En efecto, Anna doblegó su cuerpo con místico desprecio, lo sometió a ayunos gandhianos, sufrió dolores tremendos –morales y físicos–, y a la vez, alternativa o simultáneamente, experimentó éxtasis que el lenguaje es incapaz de transmitir y placenteras iluminaciones. Su férreo misticismo sostenía a raya la locura en cuyo umbral se emplazaba cada noche oscura (“a dir la veritat som loca, pero que s´hagués d’ausentar el meu Amat me feia més loca”). El confesor de Anna, tal vez picado por la curiosidad, le prescribía que escribiese sus visiones, le animaba a que siguiera la estela intrincada del Amigo y del Amado, hasta que sus palabras se hiciesen uña y carne con las de Llull, para que por fin todo quedase esclarecido, y ella y Lull y el Amigo y el Amado fuesen Uno. Afirma la autora de El foc inextinguible que sor Anna fue más allá de las vivencias de unión divina de su sapiencial maestro, pues ella vivía “els fenòmenes espirituals amb intensitat” y hacía uso de símbolos de alto contenido poético escritos en la tradición literaria occidental. Sus influencias cabe encontrarlas en la mística castellana de Santa Teresa y San Juan de la Cruz; en cambio, hay escasos ecos de Santa Catalina Tomás en los escritos de sor Anna, aunque ambas eran del mismo pueblo y moldeadas por el ambiente eremítico de ese lugar donde el paisaje cambia y el viento se convierte en personaje.

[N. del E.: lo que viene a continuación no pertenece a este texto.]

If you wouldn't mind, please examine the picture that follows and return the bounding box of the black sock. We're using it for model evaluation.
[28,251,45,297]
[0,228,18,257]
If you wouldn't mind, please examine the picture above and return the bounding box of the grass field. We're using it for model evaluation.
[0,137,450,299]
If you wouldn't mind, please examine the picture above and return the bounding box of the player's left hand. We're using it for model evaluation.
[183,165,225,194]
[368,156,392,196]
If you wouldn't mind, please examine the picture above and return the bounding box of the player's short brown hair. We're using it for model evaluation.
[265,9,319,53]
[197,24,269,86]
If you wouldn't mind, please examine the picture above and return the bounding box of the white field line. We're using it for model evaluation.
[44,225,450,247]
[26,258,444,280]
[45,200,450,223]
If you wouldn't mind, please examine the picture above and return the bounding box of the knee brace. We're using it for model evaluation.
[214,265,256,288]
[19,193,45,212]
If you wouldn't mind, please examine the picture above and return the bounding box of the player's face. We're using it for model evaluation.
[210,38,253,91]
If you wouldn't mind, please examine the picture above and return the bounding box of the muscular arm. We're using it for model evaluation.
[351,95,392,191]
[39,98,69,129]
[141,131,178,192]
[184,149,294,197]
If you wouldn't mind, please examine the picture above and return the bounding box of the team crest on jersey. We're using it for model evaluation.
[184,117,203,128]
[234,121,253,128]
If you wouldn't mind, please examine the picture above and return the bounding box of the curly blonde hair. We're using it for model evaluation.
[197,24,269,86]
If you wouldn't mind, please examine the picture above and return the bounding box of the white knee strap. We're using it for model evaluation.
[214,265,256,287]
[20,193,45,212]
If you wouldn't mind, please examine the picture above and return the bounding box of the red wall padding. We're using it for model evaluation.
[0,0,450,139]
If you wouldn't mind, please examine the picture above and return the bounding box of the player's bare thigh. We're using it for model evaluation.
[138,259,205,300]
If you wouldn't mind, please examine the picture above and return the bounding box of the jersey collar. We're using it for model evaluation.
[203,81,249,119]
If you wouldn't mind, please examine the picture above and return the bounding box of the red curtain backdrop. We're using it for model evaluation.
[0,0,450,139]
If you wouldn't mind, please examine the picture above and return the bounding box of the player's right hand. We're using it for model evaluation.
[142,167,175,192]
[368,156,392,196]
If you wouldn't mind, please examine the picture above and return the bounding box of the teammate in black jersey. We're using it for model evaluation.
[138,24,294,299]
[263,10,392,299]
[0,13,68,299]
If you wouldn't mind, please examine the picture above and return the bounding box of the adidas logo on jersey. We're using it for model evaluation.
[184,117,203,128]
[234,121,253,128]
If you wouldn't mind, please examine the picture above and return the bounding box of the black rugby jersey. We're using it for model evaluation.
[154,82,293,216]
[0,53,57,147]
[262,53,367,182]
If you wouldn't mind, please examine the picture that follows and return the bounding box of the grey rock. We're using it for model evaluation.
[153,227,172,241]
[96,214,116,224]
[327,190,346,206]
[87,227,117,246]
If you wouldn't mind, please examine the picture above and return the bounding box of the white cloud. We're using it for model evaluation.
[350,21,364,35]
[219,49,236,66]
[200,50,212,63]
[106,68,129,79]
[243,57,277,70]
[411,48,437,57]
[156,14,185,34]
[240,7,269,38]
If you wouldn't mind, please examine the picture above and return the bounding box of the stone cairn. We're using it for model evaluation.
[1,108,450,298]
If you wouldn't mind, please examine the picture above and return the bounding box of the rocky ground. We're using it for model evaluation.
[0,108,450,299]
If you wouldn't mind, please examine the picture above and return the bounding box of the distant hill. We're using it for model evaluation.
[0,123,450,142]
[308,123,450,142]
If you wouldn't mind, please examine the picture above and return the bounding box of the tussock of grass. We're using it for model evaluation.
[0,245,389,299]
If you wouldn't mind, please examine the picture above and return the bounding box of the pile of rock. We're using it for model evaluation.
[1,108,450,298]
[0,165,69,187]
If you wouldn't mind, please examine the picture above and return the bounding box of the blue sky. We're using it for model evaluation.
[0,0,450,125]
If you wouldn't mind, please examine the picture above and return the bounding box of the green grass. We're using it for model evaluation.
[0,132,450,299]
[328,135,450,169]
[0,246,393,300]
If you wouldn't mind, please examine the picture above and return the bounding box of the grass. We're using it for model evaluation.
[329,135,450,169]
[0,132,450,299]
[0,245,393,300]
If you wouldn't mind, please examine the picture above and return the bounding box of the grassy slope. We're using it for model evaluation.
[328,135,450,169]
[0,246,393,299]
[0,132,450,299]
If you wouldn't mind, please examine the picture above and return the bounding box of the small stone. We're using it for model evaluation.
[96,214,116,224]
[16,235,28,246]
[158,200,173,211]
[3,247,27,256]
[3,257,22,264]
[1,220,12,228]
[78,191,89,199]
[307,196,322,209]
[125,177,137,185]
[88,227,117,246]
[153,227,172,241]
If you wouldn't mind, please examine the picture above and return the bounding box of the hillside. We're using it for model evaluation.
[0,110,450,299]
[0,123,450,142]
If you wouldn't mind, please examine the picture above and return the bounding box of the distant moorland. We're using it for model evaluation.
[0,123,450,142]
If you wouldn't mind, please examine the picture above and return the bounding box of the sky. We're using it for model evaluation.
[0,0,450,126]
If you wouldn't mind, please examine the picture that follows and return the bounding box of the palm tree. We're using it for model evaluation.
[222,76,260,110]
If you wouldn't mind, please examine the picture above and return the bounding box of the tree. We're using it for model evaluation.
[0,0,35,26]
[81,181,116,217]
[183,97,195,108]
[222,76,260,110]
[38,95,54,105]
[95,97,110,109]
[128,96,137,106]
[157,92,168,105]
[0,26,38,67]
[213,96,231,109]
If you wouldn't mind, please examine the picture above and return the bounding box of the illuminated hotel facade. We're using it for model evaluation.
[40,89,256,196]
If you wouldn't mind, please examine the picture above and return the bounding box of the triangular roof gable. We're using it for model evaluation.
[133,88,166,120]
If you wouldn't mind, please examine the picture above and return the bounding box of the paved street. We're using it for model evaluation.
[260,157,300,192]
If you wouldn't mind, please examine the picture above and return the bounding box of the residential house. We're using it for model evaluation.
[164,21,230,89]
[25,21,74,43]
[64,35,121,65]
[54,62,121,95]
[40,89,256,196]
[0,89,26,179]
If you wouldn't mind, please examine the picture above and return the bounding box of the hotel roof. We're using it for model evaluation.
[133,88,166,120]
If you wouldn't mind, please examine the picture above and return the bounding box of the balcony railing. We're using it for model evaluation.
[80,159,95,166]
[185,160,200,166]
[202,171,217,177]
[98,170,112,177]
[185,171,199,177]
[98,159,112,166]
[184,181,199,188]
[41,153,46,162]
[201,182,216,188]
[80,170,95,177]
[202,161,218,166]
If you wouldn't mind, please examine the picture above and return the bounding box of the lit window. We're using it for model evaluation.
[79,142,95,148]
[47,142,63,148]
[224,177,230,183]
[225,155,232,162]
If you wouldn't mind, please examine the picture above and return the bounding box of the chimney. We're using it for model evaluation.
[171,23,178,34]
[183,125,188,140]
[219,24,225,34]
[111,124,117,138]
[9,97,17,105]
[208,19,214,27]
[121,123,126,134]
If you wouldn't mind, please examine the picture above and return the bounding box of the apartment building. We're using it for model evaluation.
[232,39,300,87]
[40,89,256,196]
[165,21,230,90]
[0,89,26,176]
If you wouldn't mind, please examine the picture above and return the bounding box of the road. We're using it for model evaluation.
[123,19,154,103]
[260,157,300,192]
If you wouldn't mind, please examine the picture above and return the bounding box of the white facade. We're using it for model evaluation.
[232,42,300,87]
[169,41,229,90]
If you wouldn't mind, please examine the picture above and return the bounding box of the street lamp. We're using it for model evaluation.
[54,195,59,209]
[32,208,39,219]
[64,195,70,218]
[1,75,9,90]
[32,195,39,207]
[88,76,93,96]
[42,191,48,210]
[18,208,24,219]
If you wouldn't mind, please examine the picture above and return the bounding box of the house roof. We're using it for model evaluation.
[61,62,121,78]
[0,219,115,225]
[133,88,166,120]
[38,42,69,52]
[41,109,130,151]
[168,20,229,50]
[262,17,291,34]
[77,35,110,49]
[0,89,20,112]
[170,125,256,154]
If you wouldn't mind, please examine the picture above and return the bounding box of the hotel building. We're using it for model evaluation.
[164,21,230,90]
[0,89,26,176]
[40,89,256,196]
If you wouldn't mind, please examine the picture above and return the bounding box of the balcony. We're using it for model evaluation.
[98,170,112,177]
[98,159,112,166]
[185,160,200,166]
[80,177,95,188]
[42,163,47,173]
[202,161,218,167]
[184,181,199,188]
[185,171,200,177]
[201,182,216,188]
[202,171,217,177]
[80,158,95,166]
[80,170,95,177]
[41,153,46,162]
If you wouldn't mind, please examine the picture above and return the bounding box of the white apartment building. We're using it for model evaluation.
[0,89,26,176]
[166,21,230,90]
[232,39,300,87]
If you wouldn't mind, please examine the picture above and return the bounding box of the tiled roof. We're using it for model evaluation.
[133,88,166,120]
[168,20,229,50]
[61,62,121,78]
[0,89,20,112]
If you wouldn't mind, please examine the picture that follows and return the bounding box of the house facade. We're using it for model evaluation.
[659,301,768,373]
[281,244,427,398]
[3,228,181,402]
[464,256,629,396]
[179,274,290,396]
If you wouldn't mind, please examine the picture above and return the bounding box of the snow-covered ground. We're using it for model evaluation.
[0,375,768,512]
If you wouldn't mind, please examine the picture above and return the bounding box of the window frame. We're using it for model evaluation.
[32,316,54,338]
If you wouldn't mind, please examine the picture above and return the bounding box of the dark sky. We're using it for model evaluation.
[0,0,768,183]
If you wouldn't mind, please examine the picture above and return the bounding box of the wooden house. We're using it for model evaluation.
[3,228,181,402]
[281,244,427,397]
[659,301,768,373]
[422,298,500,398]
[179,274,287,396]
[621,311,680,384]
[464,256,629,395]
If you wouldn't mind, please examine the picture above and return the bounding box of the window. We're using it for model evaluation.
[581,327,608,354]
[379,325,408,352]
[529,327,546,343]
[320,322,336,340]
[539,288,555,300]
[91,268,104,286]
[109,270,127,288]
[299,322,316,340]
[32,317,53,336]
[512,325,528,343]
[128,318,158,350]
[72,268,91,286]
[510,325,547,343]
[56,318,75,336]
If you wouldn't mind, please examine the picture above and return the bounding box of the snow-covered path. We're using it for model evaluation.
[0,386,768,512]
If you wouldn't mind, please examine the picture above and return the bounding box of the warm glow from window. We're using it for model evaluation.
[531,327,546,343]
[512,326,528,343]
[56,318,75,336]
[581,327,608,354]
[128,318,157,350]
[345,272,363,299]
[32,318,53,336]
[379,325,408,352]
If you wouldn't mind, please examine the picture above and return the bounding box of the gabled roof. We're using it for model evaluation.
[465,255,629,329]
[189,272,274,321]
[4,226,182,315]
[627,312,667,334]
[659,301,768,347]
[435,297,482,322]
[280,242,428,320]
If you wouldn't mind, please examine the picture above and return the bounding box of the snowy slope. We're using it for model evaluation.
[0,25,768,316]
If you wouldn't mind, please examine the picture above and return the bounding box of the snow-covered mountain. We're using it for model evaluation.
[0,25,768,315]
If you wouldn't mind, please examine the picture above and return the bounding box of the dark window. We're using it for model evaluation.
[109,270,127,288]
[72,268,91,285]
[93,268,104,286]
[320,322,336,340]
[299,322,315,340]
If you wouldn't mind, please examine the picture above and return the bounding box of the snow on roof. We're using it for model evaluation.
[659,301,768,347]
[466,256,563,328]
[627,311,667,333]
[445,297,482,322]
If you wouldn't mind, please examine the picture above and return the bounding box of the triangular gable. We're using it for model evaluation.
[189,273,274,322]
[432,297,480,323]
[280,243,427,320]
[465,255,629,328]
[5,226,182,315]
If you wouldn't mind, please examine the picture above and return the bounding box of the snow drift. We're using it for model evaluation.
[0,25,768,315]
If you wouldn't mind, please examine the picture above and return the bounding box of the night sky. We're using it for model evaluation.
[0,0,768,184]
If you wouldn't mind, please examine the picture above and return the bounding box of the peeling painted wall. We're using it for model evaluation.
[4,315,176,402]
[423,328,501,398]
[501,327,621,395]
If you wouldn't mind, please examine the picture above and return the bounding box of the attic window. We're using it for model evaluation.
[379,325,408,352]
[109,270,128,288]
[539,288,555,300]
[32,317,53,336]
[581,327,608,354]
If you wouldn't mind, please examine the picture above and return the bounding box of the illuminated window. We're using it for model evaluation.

Personaje de su propia vida fue la monja de esos comentarios de L’Amic i l’Amat, pues como bien revela Rosa Planas había incorporado el “Yo” de la época, un yo nuevo, complejo, alambicado. De vez en cuando, despertaba a la realidad y suplicaba al Amado que lloviese para sacar al campo de la sequía, o anotaba que una llama la estaba consumiendo y la hacía ir gritando “Jesús i que foc!” por el convento hasta que comprendía que el Amado “volia que jo anàs como el ciervo, quan s’està abrassant, desitjant les aigües”. Y un día Jesús se le aparece como “un Deu enamorat”, el cual se sirve, comenta Planas, “d’un patiment dolç i suau per penetrar l’intimitat d’un ànima que s’abandona tota a la seva voluntat”. Aquella mujer que no podía dormir y que escribía por mandato del Amado y espoleado por su alter ego, se fustiga de manera casi continua, declarándose “ruí i vil gusanillo de la terra, indigna de mirar el cel”. El foc inextinguible, editado con exquisito cuidado, rescata una voz única que tiene la rara virtud de penetrar en el corazón humano, de enfrentarnos a nuestro misterio.